“Energy market broken!” – TUC slams Shell’s sky-high £7.6bn profits

Oil and gas giant Shell has reported record first-quarter profits of more than £7.6bn in the first three months of this year, despite a decline in oil and gas prices from last year’s highs.
These adjusted earnings have exceeded the £6bn predicted by industry analysts.
As a result of these better-than-expected profits, Europe’s largest oil and gas company plans to offer shareholders £3.2bn in share buybacks over the next three months.
Shell attributed the rise in profits to its trading teams, which were able to mitigate the falling market price for oil and gas.
Global oil prices averaged $81.7 (£65) a barrel in the first quarter of this year, according to Shell, a decrease from $102.2 (£81) a barrel in the same period a year earlier.
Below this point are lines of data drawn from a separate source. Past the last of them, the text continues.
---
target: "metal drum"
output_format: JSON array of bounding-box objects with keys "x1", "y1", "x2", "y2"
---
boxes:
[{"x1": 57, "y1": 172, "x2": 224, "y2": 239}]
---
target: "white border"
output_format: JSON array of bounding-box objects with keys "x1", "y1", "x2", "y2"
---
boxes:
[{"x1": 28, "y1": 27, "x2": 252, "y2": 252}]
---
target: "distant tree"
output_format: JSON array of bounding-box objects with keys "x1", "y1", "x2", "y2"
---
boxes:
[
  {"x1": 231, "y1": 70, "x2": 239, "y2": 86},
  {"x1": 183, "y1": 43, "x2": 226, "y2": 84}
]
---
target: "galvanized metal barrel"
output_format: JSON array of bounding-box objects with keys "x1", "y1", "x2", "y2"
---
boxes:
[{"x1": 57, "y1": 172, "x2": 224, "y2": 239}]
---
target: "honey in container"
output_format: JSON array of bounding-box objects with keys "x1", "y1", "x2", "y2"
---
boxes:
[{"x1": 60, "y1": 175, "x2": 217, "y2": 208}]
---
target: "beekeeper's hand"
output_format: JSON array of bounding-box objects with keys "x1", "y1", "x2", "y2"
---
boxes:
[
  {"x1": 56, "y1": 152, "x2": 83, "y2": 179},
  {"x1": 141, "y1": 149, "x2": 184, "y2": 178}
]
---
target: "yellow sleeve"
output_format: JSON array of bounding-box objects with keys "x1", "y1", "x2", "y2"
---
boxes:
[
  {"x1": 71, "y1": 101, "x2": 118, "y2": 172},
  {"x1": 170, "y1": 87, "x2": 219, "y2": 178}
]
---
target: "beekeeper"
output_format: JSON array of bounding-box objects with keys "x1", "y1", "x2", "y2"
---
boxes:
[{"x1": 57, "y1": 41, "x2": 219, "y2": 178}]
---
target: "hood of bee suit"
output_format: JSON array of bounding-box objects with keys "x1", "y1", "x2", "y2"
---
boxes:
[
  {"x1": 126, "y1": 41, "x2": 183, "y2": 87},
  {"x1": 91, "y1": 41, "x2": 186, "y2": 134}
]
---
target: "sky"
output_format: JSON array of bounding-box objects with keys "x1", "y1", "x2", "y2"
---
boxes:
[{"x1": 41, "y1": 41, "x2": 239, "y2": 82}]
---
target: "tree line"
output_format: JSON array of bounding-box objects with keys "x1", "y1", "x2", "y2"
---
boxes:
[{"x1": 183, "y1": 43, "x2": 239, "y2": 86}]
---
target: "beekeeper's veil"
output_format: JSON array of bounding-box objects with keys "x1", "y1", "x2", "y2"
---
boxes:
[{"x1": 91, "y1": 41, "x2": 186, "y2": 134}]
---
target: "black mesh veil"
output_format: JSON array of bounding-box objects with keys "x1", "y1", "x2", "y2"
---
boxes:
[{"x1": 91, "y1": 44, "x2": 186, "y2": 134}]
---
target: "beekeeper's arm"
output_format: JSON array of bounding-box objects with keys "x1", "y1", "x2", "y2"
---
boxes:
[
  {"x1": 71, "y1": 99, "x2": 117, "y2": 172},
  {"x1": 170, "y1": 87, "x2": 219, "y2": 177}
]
Wael Sawan, Shell’s new Chief Executive, commented on the company’s performance, stating that Shell had achieved “strong results and robust operational performance, against a backdrop of ongoing volatility.”
Shell profits show our energy market is “fundamentally broken”, says TUC
TUC General Secretary Paul Nowak said: “These sky-high profits beg the question – will the government ever have the backbone to tax the energy giants properly?”
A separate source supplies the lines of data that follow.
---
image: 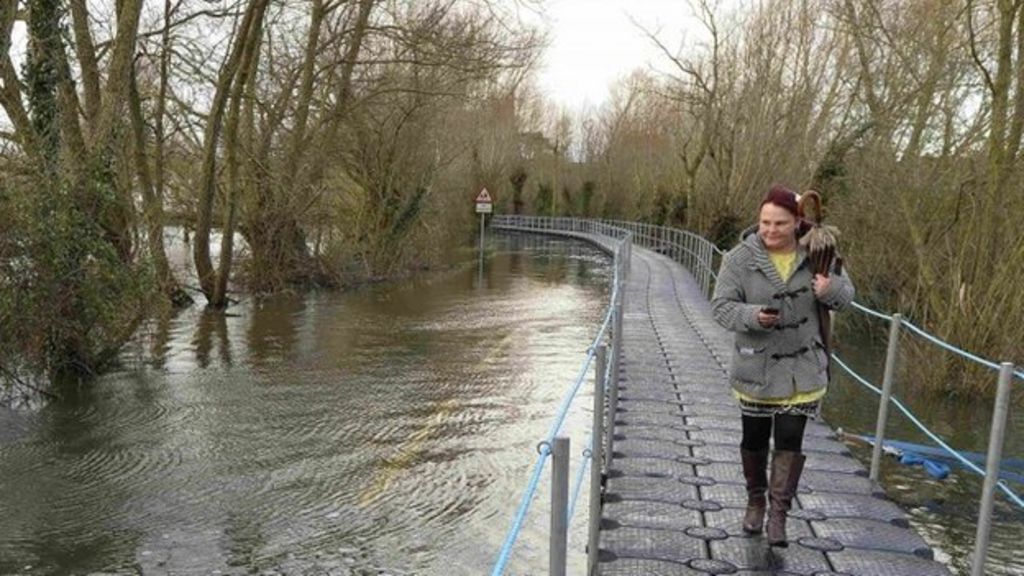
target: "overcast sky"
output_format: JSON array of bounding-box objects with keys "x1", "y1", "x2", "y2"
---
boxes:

“While families across Britain have struggled to heat their homes, Shell has enjoyed a record cash bonanza.”
“Our energy market is fundamentally broken. Struggling households shouldn’t be lining the pockets of shareholders and fat cat CEOs.”
“We could all have lower bills if the government taxed excessive profits, introduced a social tariff and created public ownership of new clean power.”
“It’s time to end the energy racket.”
Earlier this week, BP posted profits of £4bn in the first quarter of the year, as the rewards for shareholders are being stepped up.
Underlying replacement cost profit between January and March compared to £5bn in the same period last year but £3.9bn achieved in the previous three months.